A significant amount of news supported the markets’ move to all-time highs on Friday. The Dow Jones industrials finished the week up 1.33%, with the Standard & Poor’s 500 and Nasdaq advancing 0.9% and 1.41%, respectively. Passage of the tax bill became more certain and is expected to be passed by the House on Tuesday and Senate on Wednesday. We believe the tax plan will provide a significant boost to corporate profits in 2018 and fuel increased economic growth. How much real economic growth is the only question. The economy has never suffered a recession with corporate profits rising.
As widely anticipated, the Federal Open Market Committee raised short-term interest rates a ¼ point to 1.5% at Janet Yellen’s last meeting as chair. We continue to anticipate the Fed will raise rates three times in 2018. Despite turnover at the FOMC, we expect Jerome Powell to maintain the course set by Janet Yellen.
The economy is strong and getting stronger.
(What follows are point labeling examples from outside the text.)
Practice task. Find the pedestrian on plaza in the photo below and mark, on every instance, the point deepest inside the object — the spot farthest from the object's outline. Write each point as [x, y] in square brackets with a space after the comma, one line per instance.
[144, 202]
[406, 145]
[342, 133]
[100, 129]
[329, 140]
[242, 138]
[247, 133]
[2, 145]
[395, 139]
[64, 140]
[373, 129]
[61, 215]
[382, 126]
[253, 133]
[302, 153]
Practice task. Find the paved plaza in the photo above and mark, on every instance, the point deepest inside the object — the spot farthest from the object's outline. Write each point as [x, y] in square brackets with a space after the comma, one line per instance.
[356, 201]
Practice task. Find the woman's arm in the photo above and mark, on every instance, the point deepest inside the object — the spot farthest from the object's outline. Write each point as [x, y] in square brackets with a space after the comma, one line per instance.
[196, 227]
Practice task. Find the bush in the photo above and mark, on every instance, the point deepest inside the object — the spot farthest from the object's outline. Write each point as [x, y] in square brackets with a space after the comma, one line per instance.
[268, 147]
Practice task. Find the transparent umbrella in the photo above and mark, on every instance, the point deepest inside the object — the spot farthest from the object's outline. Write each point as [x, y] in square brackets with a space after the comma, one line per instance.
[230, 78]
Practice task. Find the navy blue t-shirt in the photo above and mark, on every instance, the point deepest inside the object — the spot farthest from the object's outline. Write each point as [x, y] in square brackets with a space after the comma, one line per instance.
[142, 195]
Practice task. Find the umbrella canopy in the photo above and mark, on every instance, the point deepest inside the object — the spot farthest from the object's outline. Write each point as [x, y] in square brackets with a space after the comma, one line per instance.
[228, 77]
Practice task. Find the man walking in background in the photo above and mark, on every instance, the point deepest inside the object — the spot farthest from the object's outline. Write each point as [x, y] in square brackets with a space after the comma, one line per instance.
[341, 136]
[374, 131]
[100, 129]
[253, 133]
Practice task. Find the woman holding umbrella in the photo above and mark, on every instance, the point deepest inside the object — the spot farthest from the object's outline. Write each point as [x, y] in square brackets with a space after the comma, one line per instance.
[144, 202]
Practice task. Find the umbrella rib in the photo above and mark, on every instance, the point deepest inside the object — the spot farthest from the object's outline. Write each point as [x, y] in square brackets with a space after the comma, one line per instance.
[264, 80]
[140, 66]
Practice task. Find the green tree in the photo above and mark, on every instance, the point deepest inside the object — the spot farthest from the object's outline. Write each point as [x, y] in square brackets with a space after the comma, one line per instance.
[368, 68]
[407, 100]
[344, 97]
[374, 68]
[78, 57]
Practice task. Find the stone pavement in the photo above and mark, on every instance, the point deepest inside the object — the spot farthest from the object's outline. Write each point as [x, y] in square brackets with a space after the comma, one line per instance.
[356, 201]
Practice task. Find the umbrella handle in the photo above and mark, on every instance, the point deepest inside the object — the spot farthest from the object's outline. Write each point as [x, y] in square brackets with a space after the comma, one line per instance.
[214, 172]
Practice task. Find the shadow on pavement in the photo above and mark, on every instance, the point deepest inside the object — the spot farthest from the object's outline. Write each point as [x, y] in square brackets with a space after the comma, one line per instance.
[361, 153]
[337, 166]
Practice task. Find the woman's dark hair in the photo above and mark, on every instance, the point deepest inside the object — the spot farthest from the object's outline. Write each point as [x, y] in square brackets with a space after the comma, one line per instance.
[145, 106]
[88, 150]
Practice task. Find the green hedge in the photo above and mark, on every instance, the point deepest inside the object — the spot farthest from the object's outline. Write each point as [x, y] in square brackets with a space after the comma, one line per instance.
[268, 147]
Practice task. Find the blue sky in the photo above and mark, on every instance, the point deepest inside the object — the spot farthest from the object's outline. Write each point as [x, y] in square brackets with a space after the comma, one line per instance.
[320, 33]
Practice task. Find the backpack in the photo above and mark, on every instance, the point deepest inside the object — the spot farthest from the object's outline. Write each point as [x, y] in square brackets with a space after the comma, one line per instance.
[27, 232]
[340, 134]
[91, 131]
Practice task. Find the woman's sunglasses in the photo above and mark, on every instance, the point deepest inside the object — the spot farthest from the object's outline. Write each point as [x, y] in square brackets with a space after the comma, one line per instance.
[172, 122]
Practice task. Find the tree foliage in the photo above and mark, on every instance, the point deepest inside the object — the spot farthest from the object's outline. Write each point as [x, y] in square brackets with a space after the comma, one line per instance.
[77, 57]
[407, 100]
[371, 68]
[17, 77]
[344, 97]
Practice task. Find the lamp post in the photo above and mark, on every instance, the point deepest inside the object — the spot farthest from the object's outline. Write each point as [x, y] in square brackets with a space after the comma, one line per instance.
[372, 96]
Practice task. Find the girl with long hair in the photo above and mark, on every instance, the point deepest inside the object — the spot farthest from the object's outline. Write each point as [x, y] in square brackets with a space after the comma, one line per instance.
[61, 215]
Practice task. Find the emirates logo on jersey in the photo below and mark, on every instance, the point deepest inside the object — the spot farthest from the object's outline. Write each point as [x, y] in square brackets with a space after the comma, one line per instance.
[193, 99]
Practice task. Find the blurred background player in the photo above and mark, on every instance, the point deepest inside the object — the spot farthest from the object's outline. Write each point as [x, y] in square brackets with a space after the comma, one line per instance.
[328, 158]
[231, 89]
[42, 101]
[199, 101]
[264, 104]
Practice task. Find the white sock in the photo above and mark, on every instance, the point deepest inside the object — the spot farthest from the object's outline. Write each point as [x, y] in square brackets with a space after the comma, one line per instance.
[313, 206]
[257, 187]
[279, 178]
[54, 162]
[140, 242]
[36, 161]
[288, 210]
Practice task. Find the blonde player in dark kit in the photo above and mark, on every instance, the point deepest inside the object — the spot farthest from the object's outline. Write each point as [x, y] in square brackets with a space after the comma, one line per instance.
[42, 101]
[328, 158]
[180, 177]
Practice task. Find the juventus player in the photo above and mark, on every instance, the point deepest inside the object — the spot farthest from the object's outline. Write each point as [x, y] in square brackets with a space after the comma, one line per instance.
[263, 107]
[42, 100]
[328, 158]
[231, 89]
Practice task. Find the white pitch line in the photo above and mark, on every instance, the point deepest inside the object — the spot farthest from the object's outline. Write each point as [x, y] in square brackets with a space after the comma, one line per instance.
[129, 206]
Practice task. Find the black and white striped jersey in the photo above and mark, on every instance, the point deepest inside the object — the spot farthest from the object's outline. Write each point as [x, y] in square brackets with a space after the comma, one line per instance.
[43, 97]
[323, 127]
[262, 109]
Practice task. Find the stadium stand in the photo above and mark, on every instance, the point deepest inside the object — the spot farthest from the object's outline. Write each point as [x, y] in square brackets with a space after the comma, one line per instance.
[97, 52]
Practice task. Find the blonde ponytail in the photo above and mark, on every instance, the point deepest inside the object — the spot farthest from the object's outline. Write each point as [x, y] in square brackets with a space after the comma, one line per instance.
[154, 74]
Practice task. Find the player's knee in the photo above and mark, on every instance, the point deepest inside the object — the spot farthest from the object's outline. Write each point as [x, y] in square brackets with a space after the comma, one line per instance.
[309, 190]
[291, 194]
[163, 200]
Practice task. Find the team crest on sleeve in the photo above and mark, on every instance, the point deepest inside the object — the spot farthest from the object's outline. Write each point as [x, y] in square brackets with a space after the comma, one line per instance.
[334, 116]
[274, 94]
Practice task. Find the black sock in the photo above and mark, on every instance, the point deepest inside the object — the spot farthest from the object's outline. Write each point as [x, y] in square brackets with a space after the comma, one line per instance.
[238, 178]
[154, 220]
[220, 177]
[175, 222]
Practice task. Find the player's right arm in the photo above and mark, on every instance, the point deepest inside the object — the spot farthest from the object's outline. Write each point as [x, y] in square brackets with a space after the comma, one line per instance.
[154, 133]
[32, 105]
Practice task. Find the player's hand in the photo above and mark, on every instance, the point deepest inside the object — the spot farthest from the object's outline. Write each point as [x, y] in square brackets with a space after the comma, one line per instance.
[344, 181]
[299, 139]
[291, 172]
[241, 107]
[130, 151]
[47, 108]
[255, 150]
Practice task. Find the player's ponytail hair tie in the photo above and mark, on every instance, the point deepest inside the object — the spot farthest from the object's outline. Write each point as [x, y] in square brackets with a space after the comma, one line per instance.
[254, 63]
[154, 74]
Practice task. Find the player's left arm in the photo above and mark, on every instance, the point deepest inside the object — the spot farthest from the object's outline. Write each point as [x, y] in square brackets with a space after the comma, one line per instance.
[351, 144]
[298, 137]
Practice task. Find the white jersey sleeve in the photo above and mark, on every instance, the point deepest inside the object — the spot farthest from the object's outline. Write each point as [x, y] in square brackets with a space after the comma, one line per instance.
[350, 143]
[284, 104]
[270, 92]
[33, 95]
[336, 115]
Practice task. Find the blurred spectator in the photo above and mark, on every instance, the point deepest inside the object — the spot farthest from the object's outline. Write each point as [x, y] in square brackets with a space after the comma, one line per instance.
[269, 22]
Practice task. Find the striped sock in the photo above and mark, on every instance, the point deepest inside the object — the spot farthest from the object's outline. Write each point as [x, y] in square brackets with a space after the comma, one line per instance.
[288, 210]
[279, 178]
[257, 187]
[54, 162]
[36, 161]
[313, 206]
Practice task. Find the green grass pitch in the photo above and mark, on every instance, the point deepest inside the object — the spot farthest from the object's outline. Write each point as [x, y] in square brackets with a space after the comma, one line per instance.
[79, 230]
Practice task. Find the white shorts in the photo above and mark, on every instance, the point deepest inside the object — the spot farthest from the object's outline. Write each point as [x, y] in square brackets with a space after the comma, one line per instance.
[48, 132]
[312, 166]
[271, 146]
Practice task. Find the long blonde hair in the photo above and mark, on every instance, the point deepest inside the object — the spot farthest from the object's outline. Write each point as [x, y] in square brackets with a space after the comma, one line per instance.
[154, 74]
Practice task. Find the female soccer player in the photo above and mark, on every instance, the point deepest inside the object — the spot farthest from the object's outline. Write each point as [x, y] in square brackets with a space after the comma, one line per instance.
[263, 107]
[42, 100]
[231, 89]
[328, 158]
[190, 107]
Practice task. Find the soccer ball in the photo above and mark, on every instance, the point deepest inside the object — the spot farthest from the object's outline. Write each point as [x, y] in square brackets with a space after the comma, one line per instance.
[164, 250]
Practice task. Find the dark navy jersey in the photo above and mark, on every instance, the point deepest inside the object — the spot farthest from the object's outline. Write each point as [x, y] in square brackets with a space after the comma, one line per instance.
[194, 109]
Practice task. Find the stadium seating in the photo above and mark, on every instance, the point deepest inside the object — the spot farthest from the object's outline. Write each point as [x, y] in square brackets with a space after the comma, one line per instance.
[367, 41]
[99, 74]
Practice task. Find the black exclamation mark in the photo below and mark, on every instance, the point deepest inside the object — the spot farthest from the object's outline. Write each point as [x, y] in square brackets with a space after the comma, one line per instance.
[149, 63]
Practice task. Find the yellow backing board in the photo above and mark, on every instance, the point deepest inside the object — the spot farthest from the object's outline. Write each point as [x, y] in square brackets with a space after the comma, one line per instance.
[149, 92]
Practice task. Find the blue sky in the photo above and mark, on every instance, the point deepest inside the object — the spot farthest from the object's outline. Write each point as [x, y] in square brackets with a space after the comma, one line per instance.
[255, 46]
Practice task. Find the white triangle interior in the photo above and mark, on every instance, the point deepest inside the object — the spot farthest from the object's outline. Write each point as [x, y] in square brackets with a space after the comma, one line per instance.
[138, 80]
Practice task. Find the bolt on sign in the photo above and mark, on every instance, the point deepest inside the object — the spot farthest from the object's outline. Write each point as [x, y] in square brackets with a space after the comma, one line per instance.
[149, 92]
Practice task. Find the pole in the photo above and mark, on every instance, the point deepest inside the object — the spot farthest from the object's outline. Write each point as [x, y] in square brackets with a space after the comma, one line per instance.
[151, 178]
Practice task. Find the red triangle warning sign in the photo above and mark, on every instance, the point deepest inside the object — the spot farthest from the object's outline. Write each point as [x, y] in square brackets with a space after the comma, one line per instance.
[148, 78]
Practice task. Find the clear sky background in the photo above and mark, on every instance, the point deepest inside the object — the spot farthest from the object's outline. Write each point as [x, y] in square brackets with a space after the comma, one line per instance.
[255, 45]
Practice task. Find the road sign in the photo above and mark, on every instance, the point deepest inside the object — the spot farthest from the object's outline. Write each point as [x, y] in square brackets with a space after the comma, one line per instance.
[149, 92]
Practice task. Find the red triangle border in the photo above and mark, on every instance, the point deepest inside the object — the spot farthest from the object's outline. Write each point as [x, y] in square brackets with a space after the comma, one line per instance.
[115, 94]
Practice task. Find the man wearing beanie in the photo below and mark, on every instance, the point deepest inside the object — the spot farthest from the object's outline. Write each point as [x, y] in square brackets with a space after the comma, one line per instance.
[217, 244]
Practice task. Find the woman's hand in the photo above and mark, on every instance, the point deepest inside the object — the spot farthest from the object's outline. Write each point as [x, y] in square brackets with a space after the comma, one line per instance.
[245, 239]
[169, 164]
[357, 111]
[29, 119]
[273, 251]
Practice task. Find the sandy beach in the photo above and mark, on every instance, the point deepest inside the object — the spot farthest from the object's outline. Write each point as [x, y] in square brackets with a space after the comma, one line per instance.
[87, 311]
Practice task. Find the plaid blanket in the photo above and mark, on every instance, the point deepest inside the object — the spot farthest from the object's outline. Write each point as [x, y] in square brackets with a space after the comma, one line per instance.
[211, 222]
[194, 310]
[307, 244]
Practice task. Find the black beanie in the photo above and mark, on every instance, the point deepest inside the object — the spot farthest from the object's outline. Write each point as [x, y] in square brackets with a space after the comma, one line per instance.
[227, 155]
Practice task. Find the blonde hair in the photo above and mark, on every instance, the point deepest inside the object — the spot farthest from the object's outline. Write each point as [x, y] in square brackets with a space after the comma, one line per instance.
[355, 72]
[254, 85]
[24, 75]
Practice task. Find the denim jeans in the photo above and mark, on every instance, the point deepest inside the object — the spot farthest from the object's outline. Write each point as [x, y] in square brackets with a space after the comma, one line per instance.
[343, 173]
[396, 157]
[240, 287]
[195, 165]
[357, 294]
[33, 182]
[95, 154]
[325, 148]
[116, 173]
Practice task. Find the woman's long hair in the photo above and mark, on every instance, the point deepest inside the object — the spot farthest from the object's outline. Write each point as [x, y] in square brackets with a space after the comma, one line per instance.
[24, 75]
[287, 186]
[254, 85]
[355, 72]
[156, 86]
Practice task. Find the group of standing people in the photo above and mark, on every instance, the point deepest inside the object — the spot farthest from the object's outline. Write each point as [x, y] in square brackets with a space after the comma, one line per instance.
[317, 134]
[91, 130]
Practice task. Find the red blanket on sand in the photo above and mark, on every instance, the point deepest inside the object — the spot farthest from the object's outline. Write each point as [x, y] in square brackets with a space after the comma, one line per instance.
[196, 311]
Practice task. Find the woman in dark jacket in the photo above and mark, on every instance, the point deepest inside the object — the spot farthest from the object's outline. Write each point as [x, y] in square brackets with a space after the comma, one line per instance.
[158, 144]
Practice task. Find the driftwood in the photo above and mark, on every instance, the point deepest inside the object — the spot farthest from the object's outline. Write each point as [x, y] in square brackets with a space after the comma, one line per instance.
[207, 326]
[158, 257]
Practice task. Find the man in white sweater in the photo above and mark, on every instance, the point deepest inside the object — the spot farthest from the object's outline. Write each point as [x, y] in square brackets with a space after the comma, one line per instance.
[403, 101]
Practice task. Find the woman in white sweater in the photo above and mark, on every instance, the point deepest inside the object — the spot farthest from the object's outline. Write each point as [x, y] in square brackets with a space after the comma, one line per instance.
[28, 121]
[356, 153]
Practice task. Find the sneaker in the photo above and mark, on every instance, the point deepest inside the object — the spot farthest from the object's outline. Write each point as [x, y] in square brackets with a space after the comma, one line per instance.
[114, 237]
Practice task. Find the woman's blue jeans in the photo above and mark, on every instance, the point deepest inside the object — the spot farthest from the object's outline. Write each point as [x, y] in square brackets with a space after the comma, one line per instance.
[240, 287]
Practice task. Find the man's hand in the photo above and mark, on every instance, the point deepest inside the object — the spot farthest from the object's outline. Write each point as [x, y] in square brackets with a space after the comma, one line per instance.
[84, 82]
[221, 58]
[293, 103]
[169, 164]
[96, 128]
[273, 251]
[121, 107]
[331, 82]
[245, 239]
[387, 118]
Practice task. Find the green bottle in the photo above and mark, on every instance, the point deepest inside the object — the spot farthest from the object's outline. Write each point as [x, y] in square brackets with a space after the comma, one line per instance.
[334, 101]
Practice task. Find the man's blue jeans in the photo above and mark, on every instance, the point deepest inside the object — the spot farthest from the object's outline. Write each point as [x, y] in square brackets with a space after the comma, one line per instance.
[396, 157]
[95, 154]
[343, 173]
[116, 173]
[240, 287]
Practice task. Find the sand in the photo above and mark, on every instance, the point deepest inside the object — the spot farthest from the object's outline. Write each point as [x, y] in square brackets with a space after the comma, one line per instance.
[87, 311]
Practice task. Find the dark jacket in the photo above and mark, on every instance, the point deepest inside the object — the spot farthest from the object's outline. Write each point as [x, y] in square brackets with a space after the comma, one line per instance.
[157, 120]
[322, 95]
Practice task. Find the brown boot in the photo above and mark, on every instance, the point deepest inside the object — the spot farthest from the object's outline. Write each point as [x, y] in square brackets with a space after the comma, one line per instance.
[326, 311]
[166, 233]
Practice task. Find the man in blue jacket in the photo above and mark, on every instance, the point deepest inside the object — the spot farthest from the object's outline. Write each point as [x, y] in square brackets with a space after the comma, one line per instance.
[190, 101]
U.S. retail sales increased in November, rising +0.8% month over month. October sales were also revised higher. Retail sales are up 6.3% year-over-year, and up 3.5% after adjusting for inflation. The Purchasing Managers Index, a measure of manufacturing rose from 53.8 to an 11-month high of 55, while the Services Index fell to a 15-month low of 52.4. The National Federation of Independent Businesses small business optimism index also surged again in November.
After a protracted and contentious proxy battle, Procter & Gamble has agreed to add Trian’s Nelson Peltz to their board of directors. We believe Peltz will be a positive agent for continued change at the company as they navigate changing consumer preferences.
Congress must take action to avert a government shutdown.